Nell’epoca della post-verità, i contesti educativi possono così vivere la loro funzione di comunità di pratica: è necessario sviluppare il pensiero critico degli alunni; in particolare, ad esempio attraverso la discussione di un dilemma, occorre chiedere di rendersi conto della complessità di un problema; analizzare attori e comportamenti; apprendere a fare delle scelte, esprimere giudizi e chiarire i valori che li sottendono; sviluppare la capacità di fare ipotesi e anticipare le conseguenze delle azioni; esplicitare e argomentare i propri punti di vista; ascoltare gli altri e far evolvere il proprio punto di vista nella discussione. Si vive così una forma di sviluppo morale all’interno di una comunità di ricerca e di educazione al pensiero critico.

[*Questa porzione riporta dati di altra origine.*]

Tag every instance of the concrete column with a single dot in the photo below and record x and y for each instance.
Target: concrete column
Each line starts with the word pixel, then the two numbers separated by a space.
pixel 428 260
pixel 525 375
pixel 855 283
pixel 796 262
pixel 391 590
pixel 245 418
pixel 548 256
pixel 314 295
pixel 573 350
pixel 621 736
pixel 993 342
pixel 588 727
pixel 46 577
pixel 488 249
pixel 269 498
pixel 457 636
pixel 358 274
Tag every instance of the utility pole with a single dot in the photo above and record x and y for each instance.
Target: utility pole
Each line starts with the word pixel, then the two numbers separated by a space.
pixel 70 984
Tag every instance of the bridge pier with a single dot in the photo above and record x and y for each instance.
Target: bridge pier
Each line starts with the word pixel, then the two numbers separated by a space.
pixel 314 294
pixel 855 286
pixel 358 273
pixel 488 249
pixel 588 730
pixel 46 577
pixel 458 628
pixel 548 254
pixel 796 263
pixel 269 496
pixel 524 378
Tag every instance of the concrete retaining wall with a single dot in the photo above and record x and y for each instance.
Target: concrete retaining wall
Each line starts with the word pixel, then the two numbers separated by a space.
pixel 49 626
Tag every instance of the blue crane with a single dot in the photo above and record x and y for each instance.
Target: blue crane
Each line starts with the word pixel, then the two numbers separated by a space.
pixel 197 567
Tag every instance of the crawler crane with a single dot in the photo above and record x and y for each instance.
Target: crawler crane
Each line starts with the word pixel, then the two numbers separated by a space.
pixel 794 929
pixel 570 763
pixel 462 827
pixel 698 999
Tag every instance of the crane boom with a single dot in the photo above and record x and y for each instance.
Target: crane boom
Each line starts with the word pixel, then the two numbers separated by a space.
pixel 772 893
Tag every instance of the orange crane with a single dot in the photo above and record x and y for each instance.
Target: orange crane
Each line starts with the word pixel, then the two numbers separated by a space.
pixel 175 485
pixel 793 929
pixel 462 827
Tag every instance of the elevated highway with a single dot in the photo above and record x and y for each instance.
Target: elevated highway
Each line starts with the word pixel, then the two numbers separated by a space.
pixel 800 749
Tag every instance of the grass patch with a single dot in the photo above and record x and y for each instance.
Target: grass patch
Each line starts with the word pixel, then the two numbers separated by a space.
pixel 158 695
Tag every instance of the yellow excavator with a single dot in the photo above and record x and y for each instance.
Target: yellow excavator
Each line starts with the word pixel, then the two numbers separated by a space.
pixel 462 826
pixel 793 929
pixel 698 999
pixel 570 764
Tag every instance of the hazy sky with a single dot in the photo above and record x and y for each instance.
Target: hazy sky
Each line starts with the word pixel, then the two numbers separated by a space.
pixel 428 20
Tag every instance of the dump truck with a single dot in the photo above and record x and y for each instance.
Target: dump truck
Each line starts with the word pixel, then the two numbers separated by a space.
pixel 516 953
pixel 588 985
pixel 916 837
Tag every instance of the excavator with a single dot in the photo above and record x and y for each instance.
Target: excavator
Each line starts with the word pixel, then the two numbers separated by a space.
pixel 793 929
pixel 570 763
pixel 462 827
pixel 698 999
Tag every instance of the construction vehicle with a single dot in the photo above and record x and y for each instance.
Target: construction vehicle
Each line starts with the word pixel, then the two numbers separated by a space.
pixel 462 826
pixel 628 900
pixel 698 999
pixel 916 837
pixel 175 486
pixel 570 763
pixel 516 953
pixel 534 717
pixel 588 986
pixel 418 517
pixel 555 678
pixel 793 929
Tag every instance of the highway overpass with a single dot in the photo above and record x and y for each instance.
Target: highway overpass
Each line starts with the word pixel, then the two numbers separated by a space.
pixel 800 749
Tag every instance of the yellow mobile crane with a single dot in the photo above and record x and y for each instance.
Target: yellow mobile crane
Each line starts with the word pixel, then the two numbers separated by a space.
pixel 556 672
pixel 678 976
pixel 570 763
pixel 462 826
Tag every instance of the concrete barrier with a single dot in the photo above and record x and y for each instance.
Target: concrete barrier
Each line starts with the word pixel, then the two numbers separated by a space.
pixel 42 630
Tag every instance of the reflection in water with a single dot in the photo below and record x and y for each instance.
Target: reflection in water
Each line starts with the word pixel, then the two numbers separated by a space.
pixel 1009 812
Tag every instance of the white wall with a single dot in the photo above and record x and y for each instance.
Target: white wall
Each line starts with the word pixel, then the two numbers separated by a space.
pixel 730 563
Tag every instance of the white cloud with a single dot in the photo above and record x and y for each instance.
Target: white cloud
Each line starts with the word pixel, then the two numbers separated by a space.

Oggi però questo non è più sufficiente perché rappresenta solo la metà dell’opera. Non basta più educare lo spettatore, occorre anche educare il produttore che ogni spettatore è diventato grazie allo smartphone che porta in tasca. Questo significa che insieme al pensiero critico occorre sviluppare anche la responsabilità, ovvero riflettere – anche nel campo dell’informazione non professionista – sulle conseguenze delle proprie azioni. Che poi significa smentire, ancora una volta, la neuromitologia dei “nativi digitali”, ma al contrario ricordarci che dobbiamo tutti tendere a divenire cittadini digitali, in un processo di formazione continua che interpreta la selezione delle fonti come una competenza digitale (e democratica) tutt’altro che innata.